2022-09-06 24915, 2022
yvanzo
ideally, sir should be automatically check its own triggers and update these if necessary through this endpoint
2022-09-06 24948, 2022
yvanzo
we can also use it to have sir sends its status to the webserver
2022-09-06 24927, 2022
reosarevok
As long as it's not an added risk, why not :)
2022-09-06 24942, 2022
yvanzo
it's an added risk of course :)
2022-09-06 24955, 2022
yvanzo
well, it's not something for now, just an idea in the air
2022-09-06 24957, 2022
reosarevok
I mean, that the endpoint is meant to make changes on sir but you can't modify the MB DB through it
2022-09-06 24921, 2022
yvanzo
but the idea of having an all-in-one admin UI in MBS has been around for some years
2022-09-06 24943, 2022
bitmap
how come you need the endpoint to allow sir to update its own triggers if it already has database access?
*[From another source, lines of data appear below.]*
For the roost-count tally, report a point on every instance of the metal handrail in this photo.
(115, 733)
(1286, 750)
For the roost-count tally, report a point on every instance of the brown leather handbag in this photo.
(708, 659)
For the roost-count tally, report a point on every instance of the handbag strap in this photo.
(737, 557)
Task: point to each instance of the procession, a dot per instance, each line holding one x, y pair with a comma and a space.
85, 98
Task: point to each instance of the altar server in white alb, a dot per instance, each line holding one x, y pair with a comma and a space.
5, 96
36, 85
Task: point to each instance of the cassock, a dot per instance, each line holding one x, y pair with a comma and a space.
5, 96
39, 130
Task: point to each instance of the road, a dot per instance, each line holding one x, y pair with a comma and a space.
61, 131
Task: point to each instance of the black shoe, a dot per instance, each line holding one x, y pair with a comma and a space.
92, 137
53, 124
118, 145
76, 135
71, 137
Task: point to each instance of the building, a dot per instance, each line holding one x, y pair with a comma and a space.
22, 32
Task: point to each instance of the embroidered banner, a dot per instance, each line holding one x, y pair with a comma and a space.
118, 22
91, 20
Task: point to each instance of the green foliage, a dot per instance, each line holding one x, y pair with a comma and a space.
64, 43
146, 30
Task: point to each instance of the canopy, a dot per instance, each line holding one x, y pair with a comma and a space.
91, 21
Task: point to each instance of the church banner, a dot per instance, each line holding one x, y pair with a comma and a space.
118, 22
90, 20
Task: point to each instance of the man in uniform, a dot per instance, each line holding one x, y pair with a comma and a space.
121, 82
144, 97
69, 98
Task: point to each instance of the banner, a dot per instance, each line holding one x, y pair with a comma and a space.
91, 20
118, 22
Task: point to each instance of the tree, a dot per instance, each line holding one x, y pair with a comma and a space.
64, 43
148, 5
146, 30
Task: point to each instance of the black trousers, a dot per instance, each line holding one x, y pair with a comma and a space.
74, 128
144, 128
Can we give sir right to read triggers without modifying them?
2022-09-06 24958, 2022
bitmap
oh, okay I'll look
2022-09-06 24933, 2022
yvanzo
reosarevok: "primary" wouldn't be any better than "core": neither more descriptive nor avoiding collision with other defined terms ;)
2022-09-06 24948, 2022
reosarevok
Well, hence hoping bitmap has ideas :D
2022-09-06 24952, 2022
yvanzo
reosarevok: good question, probably yes
2022-09-06 24910, 2022
yvanzo
Thanks for the feedback on SIR endpoint. As I said, it's not for now, there are a number of higher priority changes to be made about SIR/Solr.
2022-09-06 24949, 2022
reosarevok
Having a way for sir to notify if it's struggling sounds great, in any case - can we have a page for all our project's statuses?
2022-09-06 24952, 2022
yvanzo
That's much bigger project and using prometheus /metrics endpoint would be a potential starting point
2022-09-06 24907, 2022
yvanzo
bitmap, reosarevok: The above ticket is essentially an almost full review of “entity” usage in docs and code. So it can be a bit overwhelming. Maybe to be split under subtickets if there are changes that we identify/agree on sooner than others.